Boston Celtics coach Doc Rivers said Tuesday he was considering sitting ailing shooting guard Ray Allen for a game during the Eastern Conference finals.
In an interview with ESPNBoston.com’s Jackie MacMullan (video above), Rivers acknowledged the dilemma the team was facing with Allen, who has painful bone spurs in his ankles and has struggled mightily this postseason because of them.
“It’s a tough call with him,” Rivers said Tuesday afternoon. “We’re trying to figure out a different minute rotation for him, maybe that will help him. We’re even considering sitting him for a game, getting him a longer rest and then playing him, and then sitting him for a game. We don’t know what the right thing is.”
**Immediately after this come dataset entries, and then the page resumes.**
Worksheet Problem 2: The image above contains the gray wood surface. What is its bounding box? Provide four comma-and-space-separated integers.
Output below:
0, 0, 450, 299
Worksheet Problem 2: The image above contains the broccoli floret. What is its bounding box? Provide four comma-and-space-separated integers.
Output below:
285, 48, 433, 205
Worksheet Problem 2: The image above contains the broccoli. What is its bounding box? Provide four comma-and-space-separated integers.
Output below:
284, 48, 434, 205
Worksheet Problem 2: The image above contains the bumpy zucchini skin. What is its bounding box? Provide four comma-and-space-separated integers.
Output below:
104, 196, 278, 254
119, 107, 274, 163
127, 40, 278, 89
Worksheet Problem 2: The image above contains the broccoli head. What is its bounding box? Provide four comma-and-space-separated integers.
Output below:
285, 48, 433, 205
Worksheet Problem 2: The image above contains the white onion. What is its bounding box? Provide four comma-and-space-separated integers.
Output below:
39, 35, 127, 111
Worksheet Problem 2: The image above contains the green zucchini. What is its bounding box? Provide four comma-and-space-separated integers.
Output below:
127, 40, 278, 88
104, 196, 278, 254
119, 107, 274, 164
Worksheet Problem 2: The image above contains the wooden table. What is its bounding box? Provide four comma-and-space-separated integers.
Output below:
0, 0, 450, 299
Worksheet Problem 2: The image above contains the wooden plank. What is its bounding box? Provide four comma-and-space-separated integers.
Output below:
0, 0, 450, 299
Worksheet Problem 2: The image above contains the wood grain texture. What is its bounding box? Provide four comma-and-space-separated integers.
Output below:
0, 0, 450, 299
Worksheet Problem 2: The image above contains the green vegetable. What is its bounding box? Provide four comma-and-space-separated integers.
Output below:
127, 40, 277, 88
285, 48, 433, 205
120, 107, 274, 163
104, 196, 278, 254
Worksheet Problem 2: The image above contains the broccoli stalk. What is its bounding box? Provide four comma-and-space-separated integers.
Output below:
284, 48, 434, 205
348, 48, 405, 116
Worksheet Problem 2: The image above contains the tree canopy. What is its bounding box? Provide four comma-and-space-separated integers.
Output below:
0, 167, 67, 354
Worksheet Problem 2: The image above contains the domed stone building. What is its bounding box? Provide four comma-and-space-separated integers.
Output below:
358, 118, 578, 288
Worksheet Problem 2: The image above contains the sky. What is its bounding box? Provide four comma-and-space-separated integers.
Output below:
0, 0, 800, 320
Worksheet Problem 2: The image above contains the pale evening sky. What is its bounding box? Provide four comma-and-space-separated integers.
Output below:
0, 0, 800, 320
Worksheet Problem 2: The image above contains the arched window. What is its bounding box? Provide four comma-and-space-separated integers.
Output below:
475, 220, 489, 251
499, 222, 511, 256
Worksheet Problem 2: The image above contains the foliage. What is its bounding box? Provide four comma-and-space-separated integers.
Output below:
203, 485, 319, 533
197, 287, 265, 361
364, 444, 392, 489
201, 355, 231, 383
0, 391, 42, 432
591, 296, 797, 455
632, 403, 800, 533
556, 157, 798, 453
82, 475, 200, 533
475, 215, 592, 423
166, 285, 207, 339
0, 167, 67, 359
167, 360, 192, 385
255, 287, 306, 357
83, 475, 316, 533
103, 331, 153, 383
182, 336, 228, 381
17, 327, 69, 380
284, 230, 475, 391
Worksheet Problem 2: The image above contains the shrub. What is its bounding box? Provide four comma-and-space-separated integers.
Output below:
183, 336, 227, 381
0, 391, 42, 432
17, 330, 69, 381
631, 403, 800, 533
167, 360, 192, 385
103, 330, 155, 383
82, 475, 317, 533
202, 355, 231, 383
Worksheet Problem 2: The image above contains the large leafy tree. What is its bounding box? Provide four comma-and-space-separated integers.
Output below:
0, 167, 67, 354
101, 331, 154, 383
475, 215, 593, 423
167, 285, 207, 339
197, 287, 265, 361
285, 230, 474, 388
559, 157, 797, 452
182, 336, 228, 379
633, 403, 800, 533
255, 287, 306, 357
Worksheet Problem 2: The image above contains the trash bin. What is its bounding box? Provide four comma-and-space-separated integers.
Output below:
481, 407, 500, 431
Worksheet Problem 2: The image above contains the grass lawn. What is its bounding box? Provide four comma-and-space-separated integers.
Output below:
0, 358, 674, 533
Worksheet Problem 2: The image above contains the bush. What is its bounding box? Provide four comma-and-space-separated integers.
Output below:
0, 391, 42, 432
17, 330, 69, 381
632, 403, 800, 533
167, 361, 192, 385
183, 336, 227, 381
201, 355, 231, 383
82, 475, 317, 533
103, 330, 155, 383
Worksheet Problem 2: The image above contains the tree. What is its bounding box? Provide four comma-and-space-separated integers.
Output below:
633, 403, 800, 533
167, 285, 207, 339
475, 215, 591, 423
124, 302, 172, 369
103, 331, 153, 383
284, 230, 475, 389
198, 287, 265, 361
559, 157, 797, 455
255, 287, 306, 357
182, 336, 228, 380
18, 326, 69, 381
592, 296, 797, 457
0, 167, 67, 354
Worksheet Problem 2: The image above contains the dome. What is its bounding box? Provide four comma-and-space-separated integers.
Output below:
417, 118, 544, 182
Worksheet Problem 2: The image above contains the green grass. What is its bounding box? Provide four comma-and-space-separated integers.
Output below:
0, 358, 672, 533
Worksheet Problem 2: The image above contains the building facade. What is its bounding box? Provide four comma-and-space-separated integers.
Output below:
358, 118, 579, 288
Allen scored just 6 points on 1 of 7 shooting (including 1 for 4 beyond the arc) over 39 minutes against the Miami Heat in Game 1 on Monday and was 3 for 7 from the free-throw line.
His playoff production so far has been far below his career averages. He’s averaging just 9.6 points per game (he averaged 18.9 PPG last postseason) and is shooting just 39 percent, which would easily be the lowest playoff shooting percentage of his career.
Even more troubling are his numbers from the free throw line. He is shooting 60 percent (18 of 30) from the charity stripe, a far cry from his career average (89 percent).
"I'm just trying to find my balance," Allen said after Monday’s Game 1 loss to the Heat. "I feel good over it, I'm just not in a great rhythm right now. I just know I don't have good timing right now. The shot feels fine. If it's short, I know that I do have less lift on it . I just take it day by day, trying to figure out what I'm dealing with. I do have restrictions. That's why we have a great team here, why we have each other.
"I believe you guys know what I'm dealing with. It's nothing really to talk about. It's like a battle within myself, I have to try to win. It's a daily situation I have to deal with. This is the time I need to be out here to help the team win. When the season's over with, I'll have to deal with what I have to deal with myself, personally. Right now, it's the playoffs and you play."
Allen made meaningful contributions in the Celtics’ Game 7 victory over the Philadelphia 76ers in the conference semifinals, hitting a couple of big three-pointers in the fourth quarter despite struggling for most of the game.
“It’s hard to watch at times,” Rivers told MacMullan. “The Philly game, Game 7, was a hard thing for me. Should I pull him? You’re going back and forth, my staff all wanted me to pull him. You go with your gut and you keep him in and he makes back-to-back 3s."
Part of what makes Allen’s situation difficult is the Celtics don’t have great options behind him if he sits out a game. Avery Bradley, who had taken over the starting spot from Allen, is out for the rest of the playoffs after shoulder surgery. Losing Allen would thrust Mickael Pietrus into the starting lineup.
“We don’t have a lot of options, with Avery out and then with Ray being injured,” Rivers said. “MP (Pietrus) is going to have to be important. Whether Ray plays or not in games, I think MP is going to be big for us, he has to be."
Pietrus played 17 minutes in Game 1 against the Heat, scoring 1 point. For the playoffs, he’s averaging 317.9 and 3.5 points per game.
Rivers also stood by his postgame comment that the technical foul called against him Monday “has to rank as the worst I’ve ever had.”
As one of five technicals called against the Celtics in the game, Rivers was teed-up by referee Ed Malloy after screaming “C’mon Eddie” after no foul was called on a drive to the hoop by Rajon Rondo.
Rivers acknowledged Tuesday he could be fined for criticizing the call.
“I could,” Rivers said. “I shouldn’t. I was just speaking honest. I was asked a question. It was, it was a bad call. If that’s criticizing as ref then I guess it’s criticizing a ref. It’s not like I was trying to do it with intent. But you get fined for a lot of stuff.”